Я стала вспоминать, как меня выгнали из дома в восемнадцать лет за то, что я подняла во дворе юбку по просьбе моего любимого Вити Комарова. Дом был ведомственный, и родители очень испугались позора. Во дворе было много народу: сумерничали баянисты и балалаечники оркестра народных инструментов, с ними поддавали и певцы, и балерины, переквалифицировавшиеся после пенсии в поэтесс, и непьющий физик Гартман, который не проходил по ведомству, а просто любил послушать чужие разговоры и пристально вглядывался в говорящих сквозь сильные очки.
Выгнали меня, правда, не на улицу: избрали компромиссный вариант — отстегнули захламленную миниатюрную квартирку, сшитую из дополнительных площадей; не кооператив, конечно; так — для складирования старых журналов и мебели.
Я тогда умела только ебаться, есть, пить, читать, стирать трусы и помнила несколько стихов из школьной программы. Начались кровавые бытовые будни, бессонница от голода, всякие-разные странности… А тут и Витю посадили.
Правду говорят, что голодный человек способен на все. И настал момент, когда я решила прийти к родителям поесть. Я не особенно долго готовилась: поддала маленько, замазала синяки под глазами (только это в обратном порядке), надела пиджак и пошла, показав на контроле вместо проездного календарик за прошлый год.
Соседи снова сумерничали, рассуждая о бекарах и дирижерах. Никто из них меня не узнал, хотя я громко и внятно здоровалась со всеми.
Первым очнулся полуслепой Гартман:
— Боже мой, это же Сашенька! Добрый вечер, Сашенька! Как ты изменилась!
Все обернулись ко мне и разинули варежки.
Я стала грубая, коротко стриженая, местами поджарая, местами опухшая, в Витином черном пиджаке с пыльными следами, в кепке, в калошах на босу ногу (но это вранье: в ботинках я была, в ботинках), я имела мужскую походку, глубоко затягивалась сигаретой, не выпуская ее изо рта, сверкали голодные сузившиеся глаза, желваки ходили ходуном, наметились морщины скорби и волевые углубления на щеках, которые тоже обещали быть морщинами. Во! Нормально? И я говорю.

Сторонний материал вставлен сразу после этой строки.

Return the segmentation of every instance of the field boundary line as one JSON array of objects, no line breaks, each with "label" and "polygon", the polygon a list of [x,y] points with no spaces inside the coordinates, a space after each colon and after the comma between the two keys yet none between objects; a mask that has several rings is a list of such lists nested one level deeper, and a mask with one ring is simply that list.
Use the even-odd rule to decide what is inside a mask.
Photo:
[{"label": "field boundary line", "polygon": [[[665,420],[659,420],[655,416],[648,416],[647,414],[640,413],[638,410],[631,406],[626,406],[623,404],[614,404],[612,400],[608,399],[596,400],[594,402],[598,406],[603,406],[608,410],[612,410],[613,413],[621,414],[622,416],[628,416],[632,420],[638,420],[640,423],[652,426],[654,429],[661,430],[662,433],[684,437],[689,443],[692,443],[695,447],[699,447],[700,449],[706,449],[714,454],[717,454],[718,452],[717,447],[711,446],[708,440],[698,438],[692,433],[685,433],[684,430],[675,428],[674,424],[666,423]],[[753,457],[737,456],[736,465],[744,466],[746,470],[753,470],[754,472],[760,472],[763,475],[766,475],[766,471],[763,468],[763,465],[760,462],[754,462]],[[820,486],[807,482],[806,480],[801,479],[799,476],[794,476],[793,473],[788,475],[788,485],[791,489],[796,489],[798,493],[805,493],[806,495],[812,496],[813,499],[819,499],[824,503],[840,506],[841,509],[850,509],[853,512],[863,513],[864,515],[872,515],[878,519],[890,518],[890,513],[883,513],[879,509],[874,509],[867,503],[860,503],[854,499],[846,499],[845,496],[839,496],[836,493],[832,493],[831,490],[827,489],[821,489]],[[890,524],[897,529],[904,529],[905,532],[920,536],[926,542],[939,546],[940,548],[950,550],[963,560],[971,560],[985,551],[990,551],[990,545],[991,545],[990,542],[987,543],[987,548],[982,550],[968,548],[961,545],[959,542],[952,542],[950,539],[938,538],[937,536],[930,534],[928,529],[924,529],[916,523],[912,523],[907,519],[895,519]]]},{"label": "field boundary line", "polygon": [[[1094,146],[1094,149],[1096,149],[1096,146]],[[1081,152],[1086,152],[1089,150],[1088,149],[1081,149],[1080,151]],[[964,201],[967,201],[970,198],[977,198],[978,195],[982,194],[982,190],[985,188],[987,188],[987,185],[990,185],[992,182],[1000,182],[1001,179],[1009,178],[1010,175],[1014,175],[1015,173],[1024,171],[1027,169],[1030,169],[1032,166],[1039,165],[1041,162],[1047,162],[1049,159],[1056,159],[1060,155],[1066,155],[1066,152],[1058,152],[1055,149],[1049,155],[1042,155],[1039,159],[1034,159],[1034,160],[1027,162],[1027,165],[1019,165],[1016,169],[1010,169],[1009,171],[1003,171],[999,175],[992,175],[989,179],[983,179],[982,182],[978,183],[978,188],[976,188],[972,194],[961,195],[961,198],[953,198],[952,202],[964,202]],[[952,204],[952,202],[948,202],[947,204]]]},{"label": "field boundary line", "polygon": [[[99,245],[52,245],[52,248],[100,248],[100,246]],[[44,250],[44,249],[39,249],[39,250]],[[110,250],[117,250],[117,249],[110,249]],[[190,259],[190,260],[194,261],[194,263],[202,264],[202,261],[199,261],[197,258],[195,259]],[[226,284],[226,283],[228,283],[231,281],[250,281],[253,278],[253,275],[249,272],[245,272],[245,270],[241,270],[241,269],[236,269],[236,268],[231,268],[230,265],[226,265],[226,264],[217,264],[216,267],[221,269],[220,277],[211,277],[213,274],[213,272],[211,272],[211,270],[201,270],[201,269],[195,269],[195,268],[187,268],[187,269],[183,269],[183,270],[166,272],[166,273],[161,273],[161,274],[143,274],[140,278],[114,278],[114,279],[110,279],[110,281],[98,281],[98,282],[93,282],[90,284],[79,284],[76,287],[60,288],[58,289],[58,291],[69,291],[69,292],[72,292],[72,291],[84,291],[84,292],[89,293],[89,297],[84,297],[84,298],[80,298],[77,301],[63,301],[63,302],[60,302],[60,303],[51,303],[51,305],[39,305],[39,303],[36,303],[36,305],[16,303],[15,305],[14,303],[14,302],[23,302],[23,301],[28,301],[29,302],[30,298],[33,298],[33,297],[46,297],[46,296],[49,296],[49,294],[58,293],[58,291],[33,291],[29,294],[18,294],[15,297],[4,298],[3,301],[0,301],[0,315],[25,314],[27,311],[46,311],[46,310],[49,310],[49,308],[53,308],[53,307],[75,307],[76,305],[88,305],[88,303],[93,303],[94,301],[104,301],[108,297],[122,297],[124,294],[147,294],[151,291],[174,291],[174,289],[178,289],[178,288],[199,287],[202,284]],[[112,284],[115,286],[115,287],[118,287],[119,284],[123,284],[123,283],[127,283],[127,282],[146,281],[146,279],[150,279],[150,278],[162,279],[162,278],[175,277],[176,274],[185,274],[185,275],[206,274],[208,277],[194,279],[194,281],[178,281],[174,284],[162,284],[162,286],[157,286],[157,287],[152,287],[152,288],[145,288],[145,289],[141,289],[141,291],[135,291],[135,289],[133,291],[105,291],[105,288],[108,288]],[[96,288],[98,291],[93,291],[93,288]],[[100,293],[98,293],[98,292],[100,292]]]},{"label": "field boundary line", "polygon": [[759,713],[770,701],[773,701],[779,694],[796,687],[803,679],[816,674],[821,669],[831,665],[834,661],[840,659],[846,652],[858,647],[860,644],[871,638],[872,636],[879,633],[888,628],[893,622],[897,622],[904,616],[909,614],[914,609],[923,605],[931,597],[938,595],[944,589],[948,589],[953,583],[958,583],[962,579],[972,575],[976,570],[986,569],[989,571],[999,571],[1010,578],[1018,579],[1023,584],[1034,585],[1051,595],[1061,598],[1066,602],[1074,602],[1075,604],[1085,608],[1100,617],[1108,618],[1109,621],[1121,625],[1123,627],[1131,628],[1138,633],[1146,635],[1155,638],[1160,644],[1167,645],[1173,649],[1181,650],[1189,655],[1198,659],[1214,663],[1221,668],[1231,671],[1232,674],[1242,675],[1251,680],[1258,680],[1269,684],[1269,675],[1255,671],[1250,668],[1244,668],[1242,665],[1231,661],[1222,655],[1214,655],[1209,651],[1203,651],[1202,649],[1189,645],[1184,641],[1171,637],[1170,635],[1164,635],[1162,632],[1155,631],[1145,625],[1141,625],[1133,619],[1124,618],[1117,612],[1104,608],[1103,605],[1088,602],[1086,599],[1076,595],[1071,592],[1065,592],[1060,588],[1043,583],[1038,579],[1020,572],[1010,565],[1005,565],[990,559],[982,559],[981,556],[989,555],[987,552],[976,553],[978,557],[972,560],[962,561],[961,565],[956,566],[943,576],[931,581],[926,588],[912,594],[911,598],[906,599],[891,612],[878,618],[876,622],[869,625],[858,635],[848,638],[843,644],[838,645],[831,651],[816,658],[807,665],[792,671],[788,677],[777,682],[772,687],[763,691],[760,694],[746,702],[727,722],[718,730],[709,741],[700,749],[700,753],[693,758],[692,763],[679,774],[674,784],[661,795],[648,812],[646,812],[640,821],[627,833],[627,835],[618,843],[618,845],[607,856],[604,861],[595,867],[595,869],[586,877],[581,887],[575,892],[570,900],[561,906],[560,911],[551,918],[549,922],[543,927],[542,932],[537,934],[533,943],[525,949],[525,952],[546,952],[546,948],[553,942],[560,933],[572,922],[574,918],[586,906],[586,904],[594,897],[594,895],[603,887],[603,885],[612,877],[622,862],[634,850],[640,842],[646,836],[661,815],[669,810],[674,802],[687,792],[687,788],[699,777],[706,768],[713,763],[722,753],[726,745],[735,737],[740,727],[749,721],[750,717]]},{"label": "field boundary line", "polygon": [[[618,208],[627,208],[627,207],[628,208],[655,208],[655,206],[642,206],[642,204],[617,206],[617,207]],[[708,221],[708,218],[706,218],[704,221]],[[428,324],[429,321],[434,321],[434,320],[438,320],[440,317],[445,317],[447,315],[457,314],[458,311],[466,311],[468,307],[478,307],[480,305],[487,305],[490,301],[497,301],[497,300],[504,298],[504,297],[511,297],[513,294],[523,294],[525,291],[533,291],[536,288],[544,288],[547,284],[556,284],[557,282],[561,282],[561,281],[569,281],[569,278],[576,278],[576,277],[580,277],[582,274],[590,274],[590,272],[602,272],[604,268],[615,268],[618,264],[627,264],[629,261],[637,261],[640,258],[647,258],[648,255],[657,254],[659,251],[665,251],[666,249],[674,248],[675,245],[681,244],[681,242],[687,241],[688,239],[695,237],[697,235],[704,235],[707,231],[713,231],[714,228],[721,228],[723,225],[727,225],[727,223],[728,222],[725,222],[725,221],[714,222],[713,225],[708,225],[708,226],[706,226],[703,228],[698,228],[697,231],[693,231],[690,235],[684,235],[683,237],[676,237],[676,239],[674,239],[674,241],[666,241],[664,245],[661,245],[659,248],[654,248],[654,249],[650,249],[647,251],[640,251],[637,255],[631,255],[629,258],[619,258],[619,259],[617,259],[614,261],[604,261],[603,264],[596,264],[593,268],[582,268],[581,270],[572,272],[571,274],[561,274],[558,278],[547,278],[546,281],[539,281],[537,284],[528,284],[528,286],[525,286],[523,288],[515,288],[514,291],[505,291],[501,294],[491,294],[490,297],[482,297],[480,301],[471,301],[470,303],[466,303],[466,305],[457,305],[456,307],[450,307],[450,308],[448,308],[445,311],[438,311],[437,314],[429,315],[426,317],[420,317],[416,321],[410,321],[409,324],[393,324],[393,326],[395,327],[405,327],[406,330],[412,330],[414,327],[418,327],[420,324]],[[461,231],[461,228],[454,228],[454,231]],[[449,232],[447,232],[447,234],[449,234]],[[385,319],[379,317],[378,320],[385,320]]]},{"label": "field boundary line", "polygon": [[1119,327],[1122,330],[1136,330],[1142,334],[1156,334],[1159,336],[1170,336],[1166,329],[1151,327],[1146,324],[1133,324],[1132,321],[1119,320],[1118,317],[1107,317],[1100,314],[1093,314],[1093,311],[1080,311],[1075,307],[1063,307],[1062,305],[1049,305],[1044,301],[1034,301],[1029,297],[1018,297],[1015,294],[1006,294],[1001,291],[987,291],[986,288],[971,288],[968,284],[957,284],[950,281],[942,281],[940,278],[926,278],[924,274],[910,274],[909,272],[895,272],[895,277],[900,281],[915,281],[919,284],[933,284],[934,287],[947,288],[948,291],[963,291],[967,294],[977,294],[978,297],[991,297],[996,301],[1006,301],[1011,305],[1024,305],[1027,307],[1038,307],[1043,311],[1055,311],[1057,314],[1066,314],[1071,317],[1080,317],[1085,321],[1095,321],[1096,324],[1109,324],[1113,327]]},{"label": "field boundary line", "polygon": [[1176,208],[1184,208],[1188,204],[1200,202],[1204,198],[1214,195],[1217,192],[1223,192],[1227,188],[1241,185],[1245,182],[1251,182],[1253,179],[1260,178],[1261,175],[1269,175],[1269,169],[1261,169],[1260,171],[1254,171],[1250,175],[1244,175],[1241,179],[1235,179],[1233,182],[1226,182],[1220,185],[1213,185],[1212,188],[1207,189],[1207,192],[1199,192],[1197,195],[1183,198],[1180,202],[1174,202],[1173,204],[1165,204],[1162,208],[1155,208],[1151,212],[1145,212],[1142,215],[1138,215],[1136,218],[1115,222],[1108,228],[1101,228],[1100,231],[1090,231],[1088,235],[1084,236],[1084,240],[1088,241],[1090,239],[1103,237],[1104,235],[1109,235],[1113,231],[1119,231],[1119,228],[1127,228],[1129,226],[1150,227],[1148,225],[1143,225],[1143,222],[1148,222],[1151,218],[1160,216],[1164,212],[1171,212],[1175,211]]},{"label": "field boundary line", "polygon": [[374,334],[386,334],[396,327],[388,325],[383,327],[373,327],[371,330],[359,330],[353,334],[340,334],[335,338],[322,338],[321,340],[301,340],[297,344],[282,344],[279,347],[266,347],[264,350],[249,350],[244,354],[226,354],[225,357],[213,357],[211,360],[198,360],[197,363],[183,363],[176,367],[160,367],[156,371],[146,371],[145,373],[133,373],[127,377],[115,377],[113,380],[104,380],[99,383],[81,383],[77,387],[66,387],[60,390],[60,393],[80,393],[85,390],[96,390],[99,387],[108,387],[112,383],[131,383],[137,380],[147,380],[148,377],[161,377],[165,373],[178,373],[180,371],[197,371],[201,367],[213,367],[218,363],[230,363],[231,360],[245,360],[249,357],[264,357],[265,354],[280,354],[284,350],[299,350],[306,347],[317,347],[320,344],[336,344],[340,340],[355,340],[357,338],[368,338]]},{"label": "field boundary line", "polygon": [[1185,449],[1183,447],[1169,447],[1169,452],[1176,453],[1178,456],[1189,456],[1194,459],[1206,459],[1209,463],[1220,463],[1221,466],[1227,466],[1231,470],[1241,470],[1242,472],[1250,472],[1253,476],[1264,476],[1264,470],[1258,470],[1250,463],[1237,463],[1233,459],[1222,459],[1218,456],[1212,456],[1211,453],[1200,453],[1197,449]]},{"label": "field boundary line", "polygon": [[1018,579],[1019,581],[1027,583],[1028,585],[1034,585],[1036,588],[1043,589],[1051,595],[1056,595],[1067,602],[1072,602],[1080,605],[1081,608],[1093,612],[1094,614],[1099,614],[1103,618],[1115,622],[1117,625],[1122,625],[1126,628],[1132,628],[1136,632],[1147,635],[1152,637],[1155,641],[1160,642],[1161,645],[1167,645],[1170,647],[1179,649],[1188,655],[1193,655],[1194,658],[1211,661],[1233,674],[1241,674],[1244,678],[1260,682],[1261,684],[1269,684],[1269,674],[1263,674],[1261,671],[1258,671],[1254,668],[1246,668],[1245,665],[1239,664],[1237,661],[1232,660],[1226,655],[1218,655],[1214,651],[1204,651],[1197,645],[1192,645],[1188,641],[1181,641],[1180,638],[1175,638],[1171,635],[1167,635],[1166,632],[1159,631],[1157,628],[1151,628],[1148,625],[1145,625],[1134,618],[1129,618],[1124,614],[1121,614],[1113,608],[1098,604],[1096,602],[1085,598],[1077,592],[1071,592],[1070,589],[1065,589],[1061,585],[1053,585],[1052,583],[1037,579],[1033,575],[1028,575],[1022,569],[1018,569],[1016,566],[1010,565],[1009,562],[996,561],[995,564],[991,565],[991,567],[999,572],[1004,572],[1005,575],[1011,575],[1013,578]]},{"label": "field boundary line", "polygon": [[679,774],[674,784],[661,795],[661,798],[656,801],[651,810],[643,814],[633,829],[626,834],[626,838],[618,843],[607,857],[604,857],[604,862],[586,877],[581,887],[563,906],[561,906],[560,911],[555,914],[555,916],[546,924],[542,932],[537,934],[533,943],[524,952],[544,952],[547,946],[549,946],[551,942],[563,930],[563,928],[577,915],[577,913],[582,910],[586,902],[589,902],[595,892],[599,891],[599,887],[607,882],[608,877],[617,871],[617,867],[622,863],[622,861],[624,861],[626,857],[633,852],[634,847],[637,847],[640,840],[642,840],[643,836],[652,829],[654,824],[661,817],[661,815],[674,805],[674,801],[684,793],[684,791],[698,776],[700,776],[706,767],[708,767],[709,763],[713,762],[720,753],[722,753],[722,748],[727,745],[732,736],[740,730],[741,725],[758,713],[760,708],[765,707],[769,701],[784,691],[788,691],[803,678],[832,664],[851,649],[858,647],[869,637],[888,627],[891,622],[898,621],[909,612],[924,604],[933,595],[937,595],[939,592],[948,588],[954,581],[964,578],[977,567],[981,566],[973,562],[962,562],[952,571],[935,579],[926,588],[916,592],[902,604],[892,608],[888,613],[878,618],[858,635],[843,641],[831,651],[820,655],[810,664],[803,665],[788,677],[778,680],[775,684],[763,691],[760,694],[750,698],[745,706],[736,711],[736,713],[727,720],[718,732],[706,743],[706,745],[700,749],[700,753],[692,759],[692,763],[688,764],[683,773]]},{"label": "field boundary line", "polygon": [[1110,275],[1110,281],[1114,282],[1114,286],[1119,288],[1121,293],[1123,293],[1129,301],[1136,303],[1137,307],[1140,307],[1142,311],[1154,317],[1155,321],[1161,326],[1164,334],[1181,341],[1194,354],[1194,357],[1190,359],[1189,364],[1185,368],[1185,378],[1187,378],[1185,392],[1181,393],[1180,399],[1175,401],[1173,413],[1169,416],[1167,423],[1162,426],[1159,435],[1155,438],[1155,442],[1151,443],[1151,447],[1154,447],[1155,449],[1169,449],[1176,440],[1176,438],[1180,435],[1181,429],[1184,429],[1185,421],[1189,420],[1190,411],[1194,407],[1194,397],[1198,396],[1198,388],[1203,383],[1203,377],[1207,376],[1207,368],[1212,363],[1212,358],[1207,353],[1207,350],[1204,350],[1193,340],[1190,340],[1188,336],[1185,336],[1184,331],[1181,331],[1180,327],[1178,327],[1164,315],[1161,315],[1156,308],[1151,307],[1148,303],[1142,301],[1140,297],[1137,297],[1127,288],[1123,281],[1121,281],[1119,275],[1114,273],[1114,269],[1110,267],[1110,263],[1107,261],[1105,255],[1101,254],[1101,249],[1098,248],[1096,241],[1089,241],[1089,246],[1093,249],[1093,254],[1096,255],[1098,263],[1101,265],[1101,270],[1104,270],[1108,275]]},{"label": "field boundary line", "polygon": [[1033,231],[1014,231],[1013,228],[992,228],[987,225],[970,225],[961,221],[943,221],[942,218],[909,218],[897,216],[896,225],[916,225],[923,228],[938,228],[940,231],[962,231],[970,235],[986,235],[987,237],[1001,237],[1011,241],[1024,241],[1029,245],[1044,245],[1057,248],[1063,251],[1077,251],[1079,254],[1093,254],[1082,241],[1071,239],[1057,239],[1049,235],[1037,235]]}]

Ну а дальше все было хорошо: родители быстро отобрали все то, что уже испортилось, отдали мне, дали денег на метрецо, полбатона, дедушкину кофту; потом была сцена, как на картине Маковского «Свидание», то есть все наблюдали, как я кушаю в коридоре бутерброд с татарским мясом, держа его двумя руками. Я была сильная мордатая баба, и хули мне не идти работать — с такой харей, с такой жопой, с такой пиздой, в конце концов, — что ж такое, в самом деле! Сколько можно?! Страдаю хуйней, валяюсь с книжками, устраиваю себе праздники, как в передаче «Тинтоник» (Здравствуй! Сегодня у нас будет праздник причинного места.)…
Надо идти.
И я пошла жить дальше.
Вспоминая все это, я машинально сожрала свою утрешнюю порцию картошки, обругала себя самыми грязными словами, сдвинула ароматическую Славусю к стенке, вжалась в нее, как в креслице, и начала засыпать. Она обняла меня, погладила…
Ну и на том спасибо.
На следующий день Славусю выгнали с работы. Денег уже совсем никаких не стало. От горя жизни мы пропили кровать и стали спать на шкафу, приставляя к нему лесенку. Крыша у шкафа была жесткая, узкая, с какими-то идиотскими заклепками и стерженьками, которые вонзались в тело и рвали наши и без того ветхие одежды.
На полу Славуся спать наотрез отказалась:
— Мине ревматизня мучить. Кости ноють. Спи, коль ты така закаленна.
Но я закаленной не была, а изнеженной алкоголем и простудилась в первую же ночь, хотя была одета продуктивно в свалявшиеся шубы и валенки, и в головах у меня было много теплого, но с пола шел могильный холод, и совсем некого тепленького мне было обнять — ни животика, ни шейки короткой, ни взлохмаченных русых кудрей.
Я оторопела от горя холода, извелась, затемпературила, и это было приятно, потому что Станиславочка рвала на себе рубаху ночную (начиная с груди, конечно) и ставила мне водочные компрессы, задумчиво посасывая уже разгоряченные мною использованные тряпочки.
Только одного мы не решались сделать: выпить Пашин одеколон — уж больно резко пах (как лисья моча, наверное).